KENANSVILLE -- Problems that people in Mexico face are not that different from those we face in the U.S, said Duplin County Manager Fred Eldridge after he returned from a trip there.

Eldridge was part of a contingent of Wayne, Duplin and Sampson county officials and business, education, law enforcement and church leaders who visited Mexico week before last. The purpose of the trip was to learn more about the cultural and economic issues that have driven many Mexicans to move to eastern North Carolina.

The trip was part of a Latino Initiative, a program of the Raleigh-based Center for International Understanding. The center is a public service program of the University of North Carolina and pays for the trips from money raised through grants and the private sector.

Statistics show the three counties have some of the fastest-growing Hispanic populations in the nation. Wayne County schools saw a 374 percent increase in enrollment among Hispanic students between 1993 and 2003. In Duplin in 2003, 38 percent of live births were Hispanic babies.

Eldgridge said the trip was an eye-opening experience for those who went on the information-gathering trip. The disadvantages that Spanish-speaking people face when they come to this country become more obvious when you are trying to make yourself understood in a foreign country, he said.

"I knew how it felt there as a non-Spanish speaking person," he said. "The thing of asking for your room key can be difficult."

The group of 32 people visited Oaxaca and Mexico City, returning last Sunday.

Mexicans are very family-oriented, Eldridge. Their roots are important to them. Eldridge said they, too, are disturbed that their young people are leaving home to make a living. He said those who come to the U.S. have a strong sense of being discriminated against by their countrymen as well as when they come here.

"Because of the strong ties and the roots, they say you stay and work through the problem," he said. "Some who come here are seen as avoiding the real problem by leaving."

He said he found the people in Mexico as bright, hard-working and creative individuals. They're very literate in their own language, and they're well-informed. They have a strong entrepreneurial desire, he said. They're more aware of their environment, especially in the rural areas. They do a lot more recycling, he said.

"They're happy people," he said. "They seem to be very at peace with their environment, even though we may consider it a harsh environment. I was also very surprised and disappointed to hear they have a significant amount of abuse of women and children in Mexico."
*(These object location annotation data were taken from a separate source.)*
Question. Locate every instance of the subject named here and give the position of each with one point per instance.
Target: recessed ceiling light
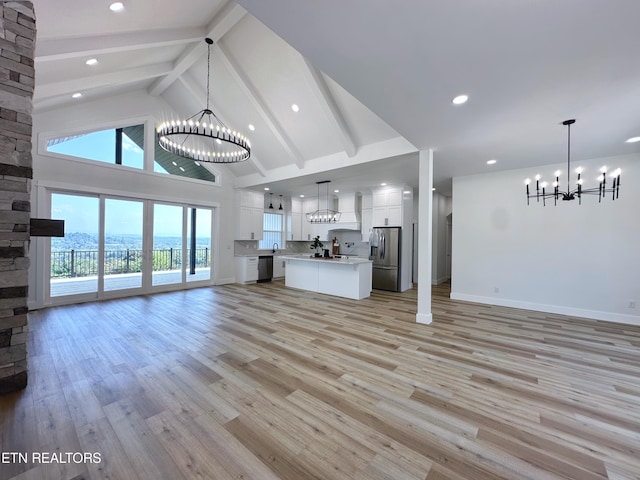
(460, 99)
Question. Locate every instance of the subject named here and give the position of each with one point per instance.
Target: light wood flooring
(264, 382)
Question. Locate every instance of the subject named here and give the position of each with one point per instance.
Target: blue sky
(81, 213)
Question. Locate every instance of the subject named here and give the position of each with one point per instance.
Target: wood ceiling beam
(198, 94)
(48, 50)
(230, 14)
(330, 107)
(130, 75)
(260, 105)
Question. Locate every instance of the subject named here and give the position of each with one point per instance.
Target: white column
(425, 232)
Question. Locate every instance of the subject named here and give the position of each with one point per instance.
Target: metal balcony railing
(84, 263)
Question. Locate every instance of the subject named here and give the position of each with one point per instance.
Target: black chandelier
(203, 137)
(325, 215)
(601, 190)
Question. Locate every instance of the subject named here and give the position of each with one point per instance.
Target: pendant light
(325, 215)
(203, 137)
(601, 190)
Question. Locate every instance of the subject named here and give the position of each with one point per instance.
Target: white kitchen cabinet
(246, 269)
(387, 208)
(278, 267)
(250, 215)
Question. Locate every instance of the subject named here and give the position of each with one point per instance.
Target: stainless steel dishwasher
(265, 268)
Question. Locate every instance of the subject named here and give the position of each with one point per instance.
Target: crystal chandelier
(601, 190)
(203, 137)
(325, 215)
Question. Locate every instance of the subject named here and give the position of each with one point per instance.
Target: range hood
(349, 207)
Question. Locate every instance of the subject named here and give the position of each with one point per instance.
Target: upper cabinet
(387, 207)
(250, 215)
(367, 216)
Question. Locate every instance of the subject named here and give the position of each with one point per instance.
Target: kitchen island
(348, 277)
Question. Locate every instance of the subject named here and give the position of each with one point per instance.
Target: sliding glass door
(128, 246)
(167, 244)
(122, 252)
(74, 258)
(198, 244)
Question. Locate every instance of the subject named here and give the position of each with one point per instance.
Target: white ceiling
(389, 72)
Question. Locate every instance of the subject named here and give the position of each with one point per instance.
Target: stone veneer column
(17, 45)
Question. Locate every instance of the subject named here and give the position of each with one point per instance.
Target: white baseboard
(425, 318)
(558, 309)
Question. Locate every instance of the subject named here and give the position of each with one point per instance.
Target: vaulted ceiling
(374, 80)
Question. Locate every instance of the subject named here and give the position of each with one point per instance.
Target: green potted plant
(316, 245)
He said that could be a result from the many years of foreign occupation. The people were mainly of the Mayan Indian culture when the invaders came.

The county has a tremendous amount of history, he said. The group toured a museum in Mexico City that had artifacts from 10,000 years ago.
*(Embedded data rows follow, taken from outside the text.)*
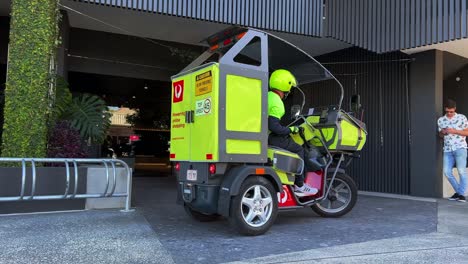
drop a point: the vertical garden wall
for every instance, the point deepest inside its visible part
(32, 47)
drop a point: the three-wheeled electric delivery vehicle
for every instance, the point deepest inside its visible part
(219, 135)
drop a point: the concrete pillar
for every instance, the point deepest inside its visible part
(426, 105)
(62, 51)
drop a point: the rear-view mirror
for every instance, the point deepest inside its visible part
(355, 103)
(295, 111)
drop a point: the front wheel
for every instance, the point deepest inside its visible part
(254, 210)
(341, 198)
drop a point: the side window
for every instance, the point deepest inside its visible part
(251, 54)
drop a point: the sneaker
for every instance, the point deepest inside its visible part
(455, 197)
(305, 190)
(461, 198)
"We're the new kids on the block in a lot of ways," said Eldridge. "We're an infant country."

He said he found the people in Mexico friendly, open and polite. He said he came away very impressed with the people he saw. It was not just the community leaders, he said.

"You'd see a child about six years old pick up an accordion and go about playing music and taking donations to support his family," he said. "Families support families, and neighbors support neighbors, probably more than we're accustomed to."

The food was good, he said. He said he was amazed with the creativity displayed in the many different ways to fix corn.

He said a lot of the people he met were migrant workers to California. There's another U.S., he told them. He said, "Don't use California as your rule of thumb."

"Our real problem is an inability to communicate," said Eldridge. "They're well versed in the political environment. They dislike NAFTA as much as we do. Their people lost a lot of jobs, as well."

In Duplin, Eldgridge said, the Spanish-speaking population is a critical source of labor.

"Without them we'd be in trouble," he said.